(Dernière mise à jour le 22 février 2000)
Réponse du ministre des Affaires étrangères, M. Hubert Védrine à l'Assemblée nationale
(Paris, 22 février 2000)
Monsieur le Président,
Mesdames et Messieurs les Députés,
Monsieur le Député,
Vous vous étonnez de l'insuffisance des réactions internationales et je dois dire que je partage votre étonnement.
Chaque fois que la France s'est exprimée, chaque fois que les autorités françaises, que le gouvernement français se sont exprimés, soit pour qualifier les massacres, soit pour exiger la solution politique, soit pour exiger l'accès immédiat des organisations humanitaires, soit pour demander l'arrêt immédiat des exactions lors de la reprise de Grozny et les représailles qui s'en sont suivies, vous avez pu noter, vous le disiez vous-même, que la voix de la France s'était élevée relativement seule par rapport à cela. Il faut que j'apporte à l'Assemblée des éléments d'analyses sur ce point.
Une partie de nos partenaires occidentaux reprennent à leur compte l'argumentation selon laquelle il est nécessaire d'empêcher " l'Afghanisation " de l'ensemble de la région, considérant qu'il n'y a pas simplement la lutte d'un peuple tchétchène mais aussi, une question qui relève du terrorisme international dans cette région, en liaison avec l'Afghanistan. Je vous le donne comme une information pour l'analyse.
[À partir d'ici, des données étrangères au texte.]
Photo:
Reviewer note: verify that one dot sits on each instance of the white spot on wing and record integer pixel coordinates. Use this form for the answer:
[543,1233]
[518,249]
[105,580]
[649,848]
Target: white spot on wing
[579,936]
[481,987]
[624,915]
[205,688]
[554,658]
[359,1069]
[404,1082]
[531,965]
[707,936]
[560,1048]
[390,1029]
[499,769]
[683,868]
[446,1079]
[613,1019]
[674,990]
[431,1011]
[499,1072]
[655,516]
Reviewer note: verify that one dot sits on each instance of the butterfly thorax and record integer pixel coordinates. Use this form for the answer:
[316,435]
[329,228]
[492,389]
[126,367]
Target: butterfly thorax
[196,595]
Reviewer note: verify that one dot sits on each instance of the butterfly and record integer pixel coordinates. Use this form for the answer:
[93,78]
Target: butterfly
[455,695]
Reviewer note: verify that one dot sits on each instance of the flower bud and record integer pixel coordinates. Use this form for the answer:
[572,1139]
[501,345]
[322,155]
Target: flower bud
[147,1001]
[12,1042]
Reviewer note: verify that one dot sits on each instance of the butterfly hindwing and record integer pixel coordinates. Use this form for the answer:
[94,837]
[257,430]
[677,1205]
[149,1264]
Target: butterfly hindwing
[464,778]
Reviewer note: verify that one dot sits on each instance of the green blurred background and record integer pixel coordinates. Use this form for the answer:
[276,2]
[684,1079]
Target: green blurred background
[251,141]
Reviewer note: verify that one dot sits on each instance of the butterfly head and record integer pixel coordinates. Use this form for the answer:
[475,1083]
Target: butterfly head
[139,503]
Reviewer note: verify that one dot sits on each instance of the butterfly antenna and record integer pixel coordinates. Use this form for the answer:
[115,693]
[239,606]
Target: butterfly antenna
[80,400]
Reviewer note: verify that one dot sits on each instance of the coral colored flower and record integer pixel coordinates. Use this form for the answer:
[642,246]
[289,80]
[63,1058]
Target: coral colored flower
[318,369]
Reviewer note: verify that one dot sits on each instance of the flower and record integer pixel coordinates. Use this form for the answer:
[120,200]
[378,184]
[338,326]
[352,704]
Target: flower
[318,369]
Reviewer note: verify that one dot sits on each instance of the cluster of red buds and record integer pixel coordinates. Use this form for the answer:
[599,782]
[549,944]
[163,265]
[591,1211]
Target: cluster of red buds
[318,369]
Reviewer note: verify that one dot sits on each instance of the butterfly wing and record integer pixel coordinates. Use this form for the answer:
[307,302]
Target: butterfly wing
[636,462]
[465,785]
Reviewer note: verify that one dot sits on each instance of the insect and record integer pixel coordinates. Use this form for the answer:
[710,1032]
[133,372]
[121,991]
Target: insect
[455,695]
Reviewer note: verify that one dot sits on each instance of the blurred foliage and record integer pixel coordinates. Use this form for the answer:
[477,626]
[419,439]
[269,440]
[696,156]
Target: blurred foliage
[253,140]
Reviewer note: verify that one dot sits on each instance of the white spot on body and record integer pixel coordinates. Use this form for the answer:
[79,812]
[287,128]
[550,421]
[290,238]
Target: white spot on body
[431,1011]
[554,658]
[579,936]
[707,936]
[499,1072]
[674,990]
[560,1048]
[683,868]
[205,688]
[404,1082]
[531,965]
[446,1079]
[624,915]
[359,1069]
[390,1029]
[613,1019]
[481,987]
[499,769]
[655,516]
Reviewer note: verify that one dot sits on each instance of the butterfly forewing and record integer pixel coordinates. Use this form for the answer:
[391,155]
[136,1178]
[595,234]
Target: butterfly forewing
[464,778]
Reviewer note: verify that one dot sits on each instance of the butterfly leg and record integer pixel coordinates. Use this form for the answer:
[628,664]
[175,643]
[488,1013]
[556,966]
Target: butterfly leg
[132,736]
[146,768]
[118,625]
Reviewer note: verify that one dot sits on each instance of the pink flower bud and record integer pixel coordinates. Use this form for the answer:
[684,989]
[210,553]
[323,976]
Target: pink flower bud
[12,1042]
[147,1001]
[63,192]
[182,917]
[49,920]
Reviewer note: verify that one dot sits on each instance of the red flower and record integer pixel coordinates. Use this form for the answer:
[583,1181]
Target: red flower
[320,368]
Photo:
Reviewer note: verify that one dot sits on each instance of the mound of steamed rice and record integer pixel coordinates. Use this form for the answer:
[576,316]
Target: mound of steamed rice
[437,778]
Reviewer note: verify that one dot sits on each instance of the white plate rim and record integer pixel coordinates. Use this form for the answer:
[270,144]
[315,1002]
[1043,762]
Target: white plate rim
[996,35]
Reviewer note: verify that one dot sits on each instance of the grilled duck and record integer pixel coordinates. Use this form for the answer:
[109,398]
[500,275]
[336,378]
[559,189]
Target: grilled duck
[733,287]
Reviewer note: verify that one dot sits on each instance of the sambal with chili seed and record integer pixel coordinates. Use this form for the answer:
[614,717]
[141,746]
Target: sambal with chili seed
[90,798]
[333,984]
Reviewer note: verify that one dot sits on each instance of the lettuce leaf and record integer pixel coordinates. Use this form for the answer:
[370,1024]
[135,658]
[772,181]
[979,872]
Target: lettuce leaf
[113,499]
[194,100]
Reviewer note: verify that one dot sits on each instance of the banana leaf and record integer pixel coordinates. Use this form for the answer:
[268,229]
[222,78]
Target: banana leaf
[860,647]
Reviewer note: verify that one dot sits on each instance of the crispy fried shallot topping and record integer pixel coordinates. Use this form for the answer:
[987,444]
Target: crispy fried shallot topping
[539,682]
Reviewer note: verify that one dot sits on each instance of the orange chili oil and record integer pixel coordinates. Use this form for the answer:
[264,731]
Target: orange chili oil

Une autre partie de nos partenaires considèrent qu'employer des moyens comme des sanctions économiques n'aboutirait qu'à, soit empêcher la Russie de nous rembourser les dettes qu'elle nous doit, soit aggraver la situation de la population. C'est ce que nos partenaires nous répondent lorsque nous avons ce type de discussions avec eux. Ils considèrent que cela n'aurait pas d'autre effet que d'aggraver encore la situation, la politique, le comportement de ce pays qui a beaucoup de mal à devenir un grand pays moderne, démocratique et pacifique à partir des ruines de l'Union soviétique qui était ce que l'on sait.
Cela n'a pas empêché la France de dire ce qu'elle pensait, cela ne l'a pas empêché d'être en pointe, car nous pensons que nous avons le devoir d'avoir à la fois une vraie politique à long terme, franco-russe, euro-russe, parce que c'est notre intérêt et en même temps, nous devons dire très clairement ce qu'il faut dire et exiger des Russes : l'arrêt de ce comportement en Tchétchénie. Et nous sommes, je crois, le seul pays qui arrive à faire les deux de cette façon.
Réponse du ministre des Affaires étrangères, M. Hubert Védrine à l'Assemblée nationale
(Paris, 22 février 2000)
La France s'est exprimée, dès le début de cette guerre épouvantable, avec plus de force et de clarté que tous ses partenaires occidentaux. Nous avons été les premiers à dire que la Russie se fourvoyait et à exiger une solution politique - non pas nécessairement par la négociation, car il est trop facile aux autorités russes de répondre qu'elles ne savent pas avec qui négocier ; mais cela ne les empêche pas de définir, au sein de la Fédération de Russie, un avenir pour la Tchétchénie qui réponde aux légitimes aspirations de ses habitants. Nous avons été les premiers à parler de massacres.
J'ai été le seul à dire que cette guerre présentait les caractères d'une guerre coloniale. Nous avons exigé - c'est notre politique constante - le libre accès au territoire tchétchène pour les organismes humanitaires, l'OSCE, les médias et, ce qui est le plus urgent, l'arrêt de la répression et des représailles, qui semblent se poursuivre depuis la reprise de Grozny. Voilà ce que je réaffirme solennellement aujourd'hui.